How Fast Fashion is using Global South as dumping ground for textile waste

Greenpeace

What's going on?

Fast fashion brands are promoting circularity, but reality shows that this is still a myth. Nowhere is the failure of the fast fashion linear business model more visible than in the countries where many of these cheap clothes end up once their short lives are over: on huge dump sites, burnt on open fires, along riverbeds and washed out into the sea, with severe consequences for people and the planet. I went on a research trip to Kenya and Tanzania to witness the problem of imported textile waste in these countries.

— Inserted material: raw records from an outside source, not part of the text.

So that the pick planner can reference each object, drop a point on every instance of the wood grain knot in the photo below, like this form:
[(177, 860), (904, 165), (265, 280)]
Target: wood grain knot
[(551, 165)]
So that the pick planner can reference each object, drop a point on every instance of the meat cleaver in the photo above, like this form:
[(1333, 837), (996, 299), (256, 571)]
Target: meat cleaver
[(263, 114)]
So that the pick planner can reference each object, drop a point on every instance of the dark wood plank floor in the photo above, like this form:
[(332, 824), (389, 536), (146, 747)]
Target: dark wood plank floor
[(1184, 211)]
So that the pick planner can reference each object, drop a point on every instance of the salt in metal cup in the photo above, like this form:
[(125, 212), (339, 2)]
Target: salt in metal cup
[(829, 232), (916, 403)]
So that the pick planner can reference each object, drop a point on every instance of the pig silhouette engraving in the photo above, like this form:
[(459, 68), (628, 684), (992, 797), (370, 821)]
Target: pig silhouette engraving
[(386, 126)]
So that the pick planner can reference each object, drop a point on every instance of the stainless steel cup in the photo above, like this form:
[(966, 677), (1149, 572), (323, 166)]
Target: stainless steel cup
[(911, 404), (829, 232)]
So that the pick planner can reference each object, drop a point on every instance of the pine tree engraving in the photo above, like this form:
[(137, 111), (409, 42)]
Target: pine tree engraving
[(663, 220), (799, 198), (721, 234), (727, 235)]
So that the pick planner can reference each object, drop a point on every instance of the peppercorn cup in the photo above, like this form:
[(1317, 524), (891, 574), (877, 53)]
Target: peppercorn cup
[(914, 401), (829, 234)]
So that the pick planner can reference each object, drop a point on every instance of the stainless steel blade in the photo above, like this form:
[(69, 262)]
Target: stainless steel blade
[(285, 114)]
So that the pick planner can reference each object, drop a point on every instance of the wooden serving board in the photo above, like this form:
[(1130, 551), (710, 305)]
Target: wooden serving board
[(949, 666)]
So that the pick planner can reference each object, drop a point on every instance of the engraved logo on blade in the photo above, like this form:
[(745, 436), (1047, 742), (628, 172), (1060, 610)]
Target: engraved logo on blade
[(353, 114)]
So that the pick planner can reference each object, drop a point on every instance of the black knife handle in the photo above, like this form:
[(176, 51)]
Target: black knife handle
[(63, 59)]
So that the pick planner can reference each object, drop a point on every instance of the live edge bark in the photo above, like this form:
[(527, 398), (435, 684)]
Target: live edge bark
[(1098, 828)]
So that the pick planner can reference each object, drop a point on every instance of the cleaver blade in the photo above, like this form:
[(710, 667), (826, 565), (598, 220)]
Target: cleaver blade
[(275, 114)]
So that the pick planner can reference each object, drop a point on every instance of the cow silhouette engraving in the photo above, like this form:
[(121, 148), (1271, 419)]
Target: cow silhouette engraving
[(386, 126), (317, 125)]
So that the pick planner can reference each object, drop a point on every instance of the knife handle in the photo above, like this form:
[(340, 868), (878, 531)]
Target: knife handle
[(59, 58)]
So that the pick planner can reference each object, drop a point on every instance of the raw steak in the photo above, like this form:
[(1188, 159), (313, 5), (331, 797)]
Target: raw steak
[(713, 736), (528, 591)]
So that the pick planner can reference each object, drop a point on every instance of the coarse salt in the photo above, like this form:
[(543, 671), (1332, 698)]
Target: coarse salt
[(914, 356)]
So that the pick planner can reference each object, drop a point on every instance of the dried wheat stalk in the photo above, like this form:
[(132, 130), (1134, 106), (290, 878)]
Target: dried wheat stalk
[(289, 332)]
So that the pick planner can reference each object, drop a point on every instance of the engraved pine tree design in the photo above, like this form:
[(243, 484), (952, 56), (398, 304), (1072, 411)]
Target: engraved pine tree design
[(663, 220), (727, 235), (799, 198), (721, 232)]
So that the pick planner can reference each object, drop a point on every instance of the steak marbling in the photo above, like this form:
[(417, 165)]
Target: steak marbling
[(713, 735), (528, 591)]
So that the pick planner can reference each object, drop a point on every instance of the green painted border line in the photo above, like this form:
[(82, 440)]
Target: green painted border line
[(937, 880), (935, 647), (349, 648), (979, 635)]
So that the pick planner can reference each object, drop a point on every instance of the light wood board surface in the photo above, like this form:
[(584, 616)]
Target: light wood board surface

Fast Fashion Research in Kenya. Dandora dumpsite, Kenya. Due to increasing overproduction from Fast Fashion brands, massive amounts of textiles and shoes end up on dumpsites, rivers or being burnt on open fires. © Kevin McElvaney / Greenpeace
Dandora dumpsite, Kenya. Due to increasing overproduction from Fast Fashion brands, massive amounts of textiles and shoes end up on dumpsites, rivers or being burnt on open fires. © Kevin McElvaney / Greenpeace

Why it matters

When people donate their used clothes to a charity, bring them to a take-back box at a brand's store, or to a municipal recycling station, they might assume that they will be sold for a good cause at a charity thrift store, or will be recycled into new clothes.

The reality is, that only a small amount (about 10 to 30 per cent) is actually resold in the country where the clothes were collected. Some are downcycled into lower grade products like rags, and more than half of them are exported for "reuse", mostly to East and West Africa and Eastern Europe.